Allow yourself time to heal emotionally and mentally:
Being rejected is always stressful and can take a toll on you. May it be your first or 5th rejection, always give yourself a break to avoid the job hunt burnout by:
Calling a friend - it's always good to have a support system where you can talk it out and have a good laugh.
Going for a walk - Studies have shown that walking for 10-30mins helps relieve stress and improve your mood. You can find the full benefits from this article in WebMD.
Listening to music - Do you prefer something calm and soothing or something that will make you get up and dance? Either way, listening to music helps boost your mood.
These are just to name a few, but if you want to read more ways to feel better, find helpful tips here. What's important is that it makes you feel good, and reminds you that everything is going to be okay.
Reflect but don't dwell
Now that you are feeling better, it is a good time to reflect and ask yourself a few questions:
Did I meet their minimum qualifications?
Was I being genuine in the application?
If I were the assessor, would this application pass?
What are the skills needed in the role I want to be in?
What can I do to articulate my strengths?
What are the interview questions that I can practice on?
Being open and honest with who you are (weaknesses and strengths) and knowing what you can offer will get you in a better position to apply for the role you want, even in your reapplication.
"By failing to prepare, you are preparing to fail" – Benjamin Franklin
Now that you're ready to get back to the job hunt.
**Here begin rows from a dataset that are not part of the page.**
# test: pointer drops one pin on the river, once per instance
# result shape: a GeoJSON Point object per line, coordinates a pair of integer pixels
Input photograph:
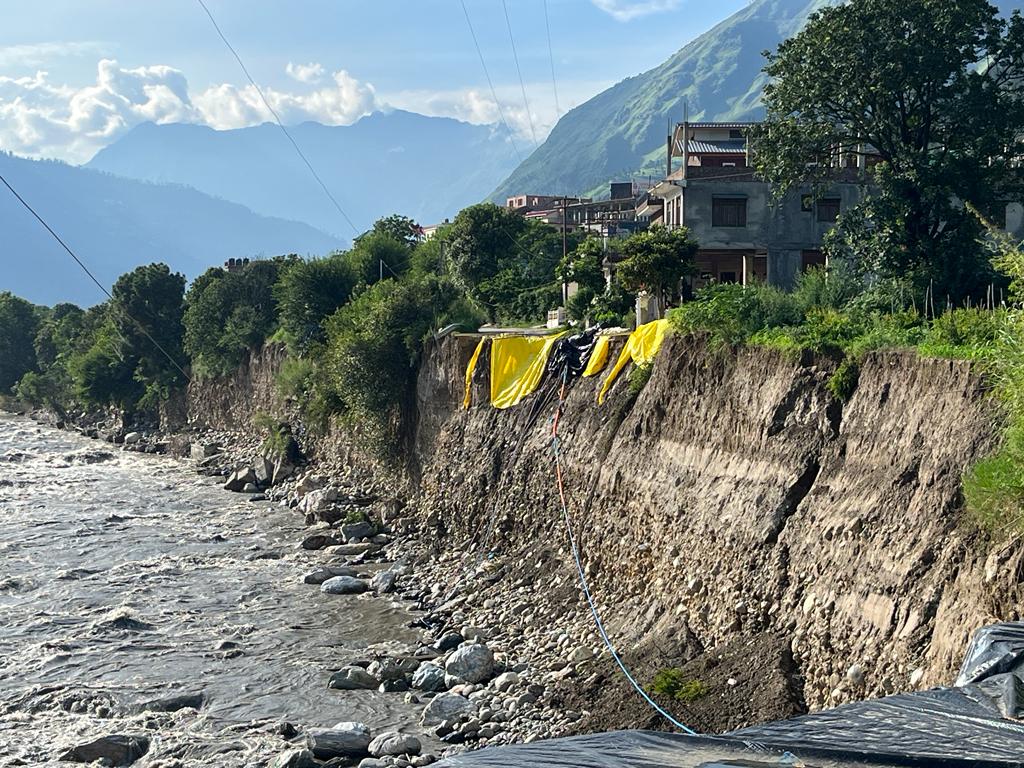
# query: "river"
{"type": "Point", "coordinates": [126, 579]}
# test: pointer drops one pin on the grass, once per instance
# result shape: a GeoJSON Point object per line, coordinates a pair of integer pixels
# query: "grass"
{"type": "Point", "coordinates": [674, 683]}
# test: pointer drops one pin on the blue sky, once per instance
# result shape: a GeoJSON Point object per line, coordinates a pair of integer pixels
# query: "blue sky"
{"type": "Point", "coordinates": [75, 76]}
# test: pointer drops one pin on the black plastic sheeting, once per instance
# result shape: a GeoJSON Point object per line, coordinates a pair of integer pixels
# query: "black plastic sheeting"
{"type": "Point", "coordinates": [966, 725]}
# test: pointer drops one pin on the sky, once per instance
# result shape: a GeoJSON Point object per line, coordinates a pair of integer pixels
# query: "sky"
{"type": "Point", "coordinates": [76, 76]}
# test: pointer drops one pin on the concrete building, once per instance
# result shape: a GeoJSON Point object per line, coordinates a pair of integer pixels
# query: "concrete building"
{"type": "Point", "coordinates": [744, 233]}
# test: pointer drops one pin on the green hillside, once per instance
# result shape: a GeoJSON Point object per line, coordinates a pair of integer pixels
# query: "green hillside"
{"type": "Point", "coordinates": [621, 132]}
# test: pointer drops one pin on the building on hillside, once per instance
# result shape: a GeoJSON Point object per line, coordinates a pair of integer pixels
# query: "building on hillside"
{"type": "Point", "coordinates": [744, 233]}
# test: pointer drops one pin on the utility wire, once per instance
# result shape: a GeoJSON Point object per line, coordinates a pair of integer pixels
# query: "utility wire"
{"type": "Point", "coordinates": [486, 74]}
{"type": "Point", "coordinates": [522, 85]}
{"type": "Point", "coordinates": [92, 276]}
{"type": "Point", "coordinates": [551, 57]}
{"type": "Point", "coordinates": [278, 119]}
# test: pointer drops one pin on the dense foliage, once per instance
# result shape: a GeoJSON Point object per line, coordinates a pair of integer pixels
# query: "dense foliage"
{"type": "Point", "coordinates": [931, 90]}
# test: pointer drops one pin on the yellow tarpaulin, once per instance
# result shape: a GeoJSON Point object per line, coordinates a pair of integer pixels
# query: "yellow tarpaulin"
{"type": "Point", "coordinates": [641, 348]}
{"type": "Point", "coordinates": [599, 357]}
{"type": "Point", "coordinates": [516, 366]}
{"type": "Point", "coordinates": [468, 398]}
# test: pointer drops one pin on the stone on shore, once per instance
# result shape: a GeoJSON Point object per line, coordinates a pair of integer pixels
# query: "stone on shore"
{"type": "Point", "coordinates": [295, 759]}
{"type": "Point", "coordinates": [446, 707]}
{"type": "Point", "coordinates": [473, 663]}
{"type": "Point", "coordinates": [114, 750]}
{"type": "Point", "coordinates": [383, 582]}
{"type": "Point", "coordinates": [240, 478]}
{"type": "Point", "coordinates": [344, 585]}
{"type": "Point", "coordinates": [428, 677]}
{"type": "Point", "coordinates": [352, 530]}
{"type": "Point", "coordinates": [352, 678]}
{"type": "Point", "coordinates": [322, 572]}
{"type": "Point", "coordinates": [351, 740]}
{"type": "Point", "coordinates": [394, 743]}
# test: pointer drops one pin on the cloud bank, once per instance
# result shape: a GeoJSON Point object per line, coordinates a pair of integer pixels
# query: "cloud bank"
{"type": "Point", "coordinates": [40, 118]}
{"type": "Point", "coordinates": [627, 10]}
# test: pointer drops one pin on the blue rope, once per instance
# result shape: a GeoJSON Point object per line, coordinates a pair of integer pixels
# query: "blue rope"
{"type": "Point", "coordinates": [583, 579]}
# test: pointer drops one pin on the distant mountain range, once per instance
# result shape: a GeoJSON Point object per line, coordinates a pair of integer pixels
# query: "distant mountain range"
{"type": "Point", "coordinates": [621, 132]}
{"type": "Point", "coordinates": [115, 224]}
{"type": "Point", "coordinates": [395, 162]}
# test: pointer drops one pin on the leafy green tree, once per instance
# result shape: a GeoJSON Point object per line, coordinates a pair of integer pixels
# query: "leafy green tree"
{"type": "Point", "coordinates": [373, 349]}
{"type": "Point", "coordinates": [228, 313]}
{"type": "Point", "coordinates": [146, 311]}
{"type": "Point", "coordinates": [397, 227]}
{"type": "Point", "coordinates": [932, 90]}
{"type": "Point", "coordinates": [505, 263]}
{"type": "Point", "coordinates": [656, 260]}
{"type": "Point", "coordinates": [18, 324]}
{"type": "Point", "coordinates": [309, 292]}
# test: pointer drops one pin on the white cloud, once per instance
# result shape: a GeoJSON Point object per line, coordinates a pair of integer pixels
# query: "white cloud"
{"type": "Point", "coordinates": [310, 73]}
{"type": "Point", "coordinates": [39, 118]}
{"type": "Point", "coordinates": [627, 10]}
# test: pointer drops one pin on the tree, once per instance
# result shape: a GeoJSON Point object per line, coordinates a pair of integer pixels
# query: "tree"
{"type": "Point", "coordinates": [146, 312]}
{"type": "Point", "coordinates": [18, 323]}
{"type": "Point", "coordinates": [309, 292]}
{"type": "Point", "coordinates": [505, 263]}
{"type": "Point", "coordinates": [656, 260]}
{"type": "Point", "coordinates": [228, 313]}
{"type": "Point", "coordinates": [932, 90]}
{"type": "Point", "coordinates": [395, 226]}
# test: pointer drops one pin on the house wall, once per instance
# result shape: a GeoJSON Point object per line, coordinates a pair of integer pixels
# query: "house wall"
{"type": "Point", "coordinates": [780, 228]}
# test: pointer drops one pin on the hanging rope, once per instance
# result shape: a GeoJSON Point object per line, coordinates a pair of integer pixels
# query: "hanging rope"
{"type": "Point", "coordinates": [583, 578]}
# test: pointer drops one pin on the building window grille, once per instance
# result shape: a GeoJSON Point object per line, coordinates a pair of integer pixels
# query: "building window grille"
{"type": "Point", "coordinates": [728, 212]}
{"type": "Point", "coordinates": [828, 210]}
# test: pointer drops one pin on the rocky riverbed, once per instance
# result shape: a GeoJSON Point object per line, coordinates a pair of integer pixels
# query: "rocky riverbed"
{"type": "Point", "coordinates": [153, 619]}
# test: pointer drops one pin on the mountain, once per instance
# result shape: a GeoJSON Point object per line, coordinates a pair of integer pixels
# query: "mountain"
{"type": "Point", "coordinates": [622, 131]}
{"type": "Point", "coordinates": [114, 224]}
{"type": "Point", "coordinates": [394, 162]}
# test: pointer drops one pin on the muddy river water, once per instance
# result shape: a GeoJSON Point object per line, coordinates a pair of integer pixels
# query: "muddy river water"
{"type": "Point", "coordinates": [126, 579]}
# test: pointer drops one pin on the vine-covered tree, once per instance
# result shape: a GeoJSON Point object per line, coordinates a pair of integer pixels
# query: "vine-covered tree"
{"type": "Point", "coordinates": [656, 260]}
{"type": "Point", "coordinates": [931, 90]}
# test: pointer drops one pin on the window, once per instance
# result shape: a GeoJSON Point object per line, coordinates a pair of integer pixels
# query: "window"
{"type": "Point", "coordinates": [828, 210]}
{"type": "Point", "coordinates": [728, 212]}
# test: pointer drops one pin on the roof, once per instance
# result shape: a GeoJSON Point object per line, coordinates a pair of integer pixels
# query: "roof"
{"type": "Point", "coordinates": [731, 146]}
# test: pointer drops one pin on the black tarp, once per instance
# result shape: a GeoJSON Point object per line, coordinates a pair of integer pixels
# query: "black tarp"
{"type": "Point", "coordinates": [971, 724]}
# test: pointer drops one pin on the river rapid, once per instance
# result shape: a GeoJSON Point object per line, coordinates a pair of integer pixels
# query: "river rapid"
{"type": "Point", "coordinates": [125, 579]}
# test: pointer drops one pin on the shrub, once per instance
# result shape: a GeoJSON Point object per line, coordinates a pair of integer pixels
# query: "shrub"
{"type": "Point", "coordinates": [674, 683]}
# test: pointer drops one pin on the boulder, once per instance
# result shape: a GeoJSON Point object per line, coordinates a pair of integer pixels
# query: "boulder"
{"type": "Point", "coordinates": [317, 541]}
{"type": "Point", "coordinates": [317, 501]}
{"type": "Point", "coordinates": [282, 471]}
{"type": "Point", "coordinates": [263, 471]}
{"type": "Point", "coordinates": [446, 707]}
{"type": "Point", "coordinates": [393, 743]}
{"type": "Point", "coordinates": [352, 678]}
{"type": "Point", "coordinates": [322, 572]}
{"type": "Point", "coordinates": [352, 530]}
{"type": "Point", "coordinates": [343, 586]}
{"type": "Point", "coordinates": [295, 759]}
{"type": "Point", "coordinates": [201, 451]}
{"type": "Point", "coordinates": [240, 478]}
{"type": "Point", "coordinates": [114, 750]}
{"type": "Point", "coordinates": [473, 663]}
{"type": "Point", "coordinates": [340, 742]}
{"type": "Point", "coordinates": [428, 677]}
{"type": "Point", "coordinates": [383, 582]}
Here are some things that you can do to prepare and set yourself up for success.
Think in English - If English is your second language, practice thinking in English to become more proficient in the natural flow of the language.
Listen to podcasts or videos - Practice active listening by watching TedTalks or interviews. This helps you understand the context of the message by the tone and diction of the speaker.
Be thorough in reading - Practice reading articles to train your eye to catch important notes and information. You will need this when reading through the instructions.
Write with clarity - Whether it's for writing a cover letter or a written test in the application, think about being clear and organized with the message.
Start by outlining the start, middle, and end of your message.
Then add in the content for each part.
Stick to clear and simple sentences.
Review and revise your resume - For each job that you are applying for, read thoroughly the job description of the role and see the responsibilities. Try to match those responsibilities with your work experience and revise your resume to highlight your experiences and their outcome.
Before the initial call
Practice talking with a mirror - This is a great way to bring awareness to how you present yourself and practice your non-verbal communication. (Eg. facial expressions, hand gestures, etc)
Get on a mock call - For online interviews, mock call a friend. This is the time to check your audio and video settings and familiarize yourself with the functions. (Bonus: Record your mock call to review how it went.)
Breathe - Breathing exercises calm the nerves. Take a deep breath and hold for 2-4 seconds, then breathe out and hold for 2 -4 seconds. Repeat it 5 times or more.
Online interviews are exciting and nerve-wracking, but we've got you covered on how to ace the interview here.
Remember, rejection is your direction to a better version of yourself. It is easier to find or figure out what you cannot do. Once you know what not to do, what you can do are endless possibilities. You got this!